Wenn Du schon weißt, dass Stefan hier im Moment nicht mitmacht, warum musst Du noch "nachtreten", bibt es nicht genügend andere Geschichten, die Du kommentieren kannst?

molly
 

Vagant

Mitglied
molly,

gute Frage. Aber ich sehe hier nirgends ein 'Nachtreten'. Ich finde deinen Einwand geradezu abwegig. Es geht hier nicht um Stefan, sondern den Text, der ja noch existent ist. Ich verstehe dies hier auch nicht als Kommentar, sondern als Replik auf @James, sowie eine Relativierung meines spontanen 'Gähn'-Postings von gestern abend.
Allerdings gebe ich dir insofern Recht: Ich hätte zu einem aktuellen Zeitpunkt etwas dazu sagen können. Das wäre zielführender gewesen. Allerdigs habe ich den Text damals nicht gelesen.
Trotzdem die Frage an dich: Was hat das hier bitteschön mit 'nachtreten' zu tun?

Vagant.
 

James Blond

Mitglied
Hmm - wie kann man nach jemandem treten, der schon längst nicht mehr anwesend ist? Und was spricht gegen ein spontanes Feedback eines Lesers?

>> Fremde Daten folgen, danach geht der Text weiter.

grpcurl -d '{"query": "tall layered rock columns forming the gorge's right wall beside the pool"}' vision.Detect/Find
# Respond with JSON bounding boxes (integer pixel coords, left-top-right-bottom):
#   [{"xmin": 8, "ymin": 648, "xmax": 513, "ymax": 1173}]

Man tut sich hier sehr oft schwer mit Kritik, als wenn es einem Todesurteil gleichkäme! Dabei hilft sie dem Schriftsteller ins Leben! Vielleicht seltener dem von Allergien geplagten Autor, doch lesen vermutlich auch Unbetroffene hier Texte und Kritiken. Oft gelingt mit denen ein konstruktiveres Gespräch.

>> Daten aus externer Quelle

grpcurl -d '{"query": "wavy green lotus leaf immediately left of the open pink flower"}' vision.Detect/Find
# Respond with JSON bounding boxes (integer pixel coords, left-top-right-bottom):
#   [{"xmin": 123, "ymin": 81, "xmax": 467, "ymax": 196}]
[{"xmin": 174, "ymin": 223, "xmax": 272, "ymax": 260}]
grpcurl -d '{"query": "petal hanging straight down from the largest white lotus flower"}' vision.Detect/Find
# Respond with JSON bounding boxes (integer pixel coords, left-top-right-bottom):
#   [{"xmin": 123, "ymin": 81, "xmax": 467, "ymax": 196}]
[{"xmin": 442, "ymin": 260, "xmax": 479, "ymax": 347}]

Der Text ist für sein Thema zu lang, dies ist auch seiner hybriden Struktur zu verdanken. Bevor die Satire Fahrt aufnehmen kann, wird sie von einer ernsthaften und sehr analytischen Betrachtung abgelöst; hier entwickelt der Text seine Stärken. Daher würde ich die satirischen Versuche besser weglassen.

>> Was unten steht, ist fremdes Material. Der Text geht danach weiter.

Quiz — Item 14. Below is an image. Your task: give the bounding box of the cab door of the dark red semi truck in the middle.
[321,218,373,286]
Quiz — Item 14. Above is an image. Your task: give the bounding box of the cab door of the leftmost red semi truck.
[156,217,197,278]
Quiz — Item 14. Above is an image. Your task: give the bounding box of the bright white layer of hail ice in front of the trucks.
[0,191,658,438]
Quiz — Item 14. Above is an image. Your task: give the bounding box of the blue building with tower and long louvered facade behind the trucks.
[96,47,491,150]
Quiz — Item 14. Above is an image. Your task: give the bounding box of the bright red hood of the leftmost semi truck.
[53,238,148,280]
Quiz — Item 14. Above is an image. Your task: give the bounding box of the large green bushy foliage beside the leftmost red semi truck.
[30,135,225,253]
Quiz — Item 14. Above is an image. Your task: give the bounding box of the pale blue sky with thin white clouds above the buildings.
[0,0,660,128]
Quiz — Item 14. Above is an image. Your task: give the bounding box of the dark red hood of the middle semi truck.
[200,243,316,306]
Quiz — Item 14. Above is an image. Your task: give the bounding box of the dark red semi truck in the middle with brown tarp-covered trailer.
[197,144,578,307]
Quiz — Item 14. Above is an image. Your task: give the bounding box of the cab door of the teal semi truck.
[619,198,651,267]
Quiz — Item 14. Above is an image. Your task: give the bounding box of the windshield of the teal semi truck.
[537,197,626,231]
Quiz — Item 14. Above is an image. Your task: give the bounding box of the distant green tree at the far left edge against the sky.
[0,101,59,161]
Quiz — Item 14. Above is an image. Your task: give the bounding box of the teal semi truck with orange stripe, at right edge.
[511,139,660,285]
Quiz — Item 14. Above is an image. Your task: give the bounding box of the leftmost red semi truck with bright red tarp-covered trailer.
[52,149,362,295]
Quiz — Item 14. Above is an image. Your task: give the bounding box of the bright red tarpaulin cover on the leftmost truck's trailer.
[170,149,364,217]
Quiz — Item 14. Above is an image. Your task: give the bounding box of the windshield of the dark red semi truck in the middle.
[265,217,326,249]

Mein Tipp: Kürzen! Es könnte mindestens die Hälfte raus. Das ist übrigens für sehr viele Texte (nicht nur) hier ein guter Rat. Der Versuch, alles in einen Text zu packen, scheitert regelmäßig, doch dem Autor fällt die "Selbstverstümmelung" schwer; da ist's nur gut, wenn man eine "eiserne Harke" zu seinen Freunden zählen kann. :)

Grüße
JB
 

rag

Mitglied
Die Kritiken lesen sich manchmal besser als die Texte. Bei Generation Smartphone finde ich weder die Aktion, noch die Reaktionen besonders berauschend. Sorry, mein persönliches Empfinden.

Weglassen würde ich den letzten Satz: Nein, das war nur ein Scherz! Das müsste auch der unbedarfteste Leser erschlossen haben.